Chapter Five — Light the Torches, Get the Monster! About our first year in Iowa City, our experiences in workshops classes, our fears and doubts, and what we learned about writing and about ourselves as writers. We formed friendships that first year, some that have lasted to the present day, some that lasted a week or two, if that. In this chapter, we also explore the role of community in a writer’s life, and how for most of us the real workshop was conducted in discussions with our colleagues over beers at the Mill or one of Iowa City’s other fine watering holes. Of course, these alliances became rather strained as we all began to compete for a limited number of assistantships and fellowships for the next year….
Chapter Six — The Craft Thing. Here we focus on the second year. Aid decisions having been made, we lick our wounds, toughen up a bit, and settle down to write. In this chapter we also consider more closely the “workshop method” and how the Workshop prepared us, or didn’t, for the cold, cruel world “out there.” We also discuss the “workshop culture” in more depth. Contrary to the Workshop’s reputation as a cut-throat haven for careerists, most of us recall an overall sense of collegiality at work there.
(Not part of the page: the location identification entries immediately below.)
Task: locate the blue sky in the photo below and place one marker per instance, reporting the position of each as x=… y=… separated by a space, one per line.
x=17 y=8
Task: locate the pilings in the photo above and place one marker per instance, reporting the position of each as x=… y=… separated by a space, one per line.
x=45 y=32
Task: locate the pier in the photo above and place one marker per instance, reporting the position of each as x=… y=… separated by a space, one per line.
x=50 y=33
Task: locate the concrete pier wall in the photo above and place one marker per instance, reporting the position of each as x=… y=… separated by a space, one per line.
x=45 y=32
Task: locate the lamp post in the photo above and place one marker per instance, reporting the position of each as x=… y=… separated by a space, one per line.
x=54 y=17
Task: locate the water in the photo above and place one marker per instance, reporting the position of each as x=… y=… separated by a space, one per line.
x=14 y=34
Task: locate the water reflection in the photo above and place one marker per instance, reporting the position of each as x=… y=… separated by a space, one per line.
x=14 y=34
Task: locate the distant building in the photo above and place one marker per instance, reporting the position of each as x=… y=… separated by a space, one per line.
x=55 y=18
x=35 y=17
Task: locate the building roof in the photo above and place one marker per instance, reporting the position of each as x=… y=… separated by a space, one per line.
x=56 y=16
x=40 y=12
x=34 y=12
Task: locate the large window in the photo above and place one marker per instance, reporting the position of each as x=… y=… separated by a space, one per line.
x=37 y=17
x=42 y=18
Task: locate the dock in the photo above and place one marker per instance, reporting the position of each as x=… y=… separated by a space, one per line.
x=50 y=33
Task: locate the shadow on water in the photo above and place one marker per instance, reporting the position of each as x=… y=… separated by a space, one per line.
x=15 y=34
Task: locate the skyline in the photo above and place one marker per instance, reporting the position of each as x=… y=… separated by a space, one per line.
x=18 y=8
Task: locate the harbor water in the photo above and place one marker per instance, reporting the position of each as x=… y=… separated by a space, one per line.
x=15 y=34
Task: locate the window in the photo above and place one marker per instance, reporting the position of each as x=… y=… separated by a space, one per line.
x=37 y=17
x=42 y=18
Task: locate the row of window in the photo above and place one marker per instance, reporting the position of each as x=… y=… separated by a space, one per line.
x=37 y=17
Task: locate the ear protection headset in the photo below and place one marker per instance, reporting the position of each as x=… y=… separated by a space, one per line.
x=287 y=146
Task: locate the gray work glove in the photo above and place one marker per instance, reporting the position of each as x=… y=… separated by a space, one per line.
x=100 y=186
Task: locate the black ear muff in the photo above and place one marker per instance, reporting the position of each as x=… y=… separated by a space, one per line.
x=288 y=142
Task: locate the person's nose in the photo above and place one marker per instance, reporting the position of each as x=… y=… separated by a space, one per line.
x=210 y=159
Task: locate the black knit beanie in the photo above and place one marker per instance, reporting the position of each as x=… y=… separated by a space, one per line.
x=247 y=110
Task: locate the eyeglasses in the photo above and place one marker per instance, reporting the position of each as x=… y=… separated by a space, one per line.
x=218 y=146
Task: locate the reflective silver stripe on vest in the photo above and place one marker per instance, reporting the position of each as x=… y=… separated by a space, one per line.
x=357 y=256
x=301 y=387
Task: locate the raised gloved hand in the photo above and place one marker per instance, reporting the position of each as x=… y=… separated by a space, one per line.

Writers need to be a part of a community to thrive, and what Iowa may have provided above all was that community.
Chapter Seven — Heartbreak and Mono. The cold, cruel world at last. In this chapter, we explore how we survived those first tough years after Iowa. Separated from a community that had sustained us for two years or more, suddenly we’re on our own. This can be the most difficult time in a young writer’s career. We discuss strategies for sticking with it, and how some of us made the decision to move on. That said, while a handful of us did give up writing at least for a time to pursue careers in law, business, technology, and other realms, every one of us is back at it.